Kedua, meningkatkan tingkat kepatuhan wajib pajak dan membangun kesadaran pajak untuk menciptakan ketaatan membayar pajak. Ketiga, memberikan insentif perpajakan secara selektif untuk mendukung daya saing industri nasional dan tetap mendorong hilirisasi industri. Keempat, memengaruhi konsumsi masyarakat terutama terkait dengan Barang Kena Cukai (BKC) untuk mengurangi eksternalitas negatif.
Kelima, mengoptimalkan perjanjian pajak internasional dan mengefektifkan implementasi automatic exchange of information (AEoI).
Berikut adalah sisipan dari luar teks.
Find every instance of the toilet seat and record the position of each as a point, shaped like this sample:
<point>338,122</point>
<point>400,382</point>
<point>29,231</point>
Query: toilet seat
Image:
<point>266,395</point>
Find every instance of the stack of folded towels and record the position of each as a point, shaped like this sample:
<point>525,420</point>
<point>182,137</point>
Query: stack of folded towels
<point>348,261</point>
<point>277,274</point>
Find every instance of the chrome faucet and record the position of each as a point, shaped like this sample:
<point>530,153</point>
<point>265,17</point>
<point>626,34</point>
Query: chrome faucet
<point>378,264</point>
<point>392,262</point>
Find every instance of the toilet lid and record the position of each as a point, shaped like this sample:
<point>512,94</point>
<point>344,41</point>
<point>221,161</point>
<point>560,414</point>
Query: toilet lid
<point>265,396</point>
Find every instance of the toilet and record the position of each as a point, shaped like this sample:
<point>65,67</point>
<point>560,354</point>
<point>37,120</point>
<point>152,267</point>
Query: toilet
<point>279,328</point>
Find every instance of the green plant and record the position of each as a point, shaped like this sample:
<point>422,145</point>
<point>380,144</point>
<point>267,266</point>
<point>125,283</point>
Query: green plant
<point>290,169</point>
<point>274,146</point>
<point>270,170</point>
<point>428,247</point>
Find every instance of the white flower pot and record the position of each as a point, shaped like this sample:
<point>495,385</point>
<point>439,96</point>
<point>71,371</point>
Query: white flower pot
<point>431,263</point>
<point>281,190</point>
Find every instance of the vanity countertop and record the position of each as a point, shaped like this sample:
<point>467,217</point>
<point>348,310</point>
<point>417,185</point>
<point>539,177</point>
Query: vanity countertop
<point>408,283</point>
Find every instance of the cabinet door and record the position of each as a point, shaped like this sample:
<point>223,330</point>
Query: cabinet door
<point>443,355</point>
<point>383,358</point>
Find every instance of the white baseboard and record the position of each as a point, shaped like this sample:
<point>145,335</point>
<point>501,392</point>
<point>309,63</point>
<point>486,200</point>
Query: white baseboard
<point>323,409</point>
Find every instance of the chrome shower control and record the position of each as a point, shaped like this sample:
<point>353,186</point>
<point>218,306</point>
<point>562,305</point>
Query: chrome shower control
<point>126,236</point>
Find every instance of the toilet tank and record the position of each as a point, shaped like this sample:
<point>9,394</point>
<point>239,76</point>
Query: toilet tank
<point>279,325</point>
Sedangkan yang terakhir, pemerintah akan melakukan redistribusi pendapatan terkait upaya menurunkan inequality.
Di samping kelima langah tersebut, pemerintah juga mengupayakan untuk melakukan revisi undang-undang (RUU) Perpajakan meliputi Undang-Undang Ketentuan Umum dan Tata Cara Perpajakan, Pajak Penghasilan, serta Pajak Pertambahan Nilai.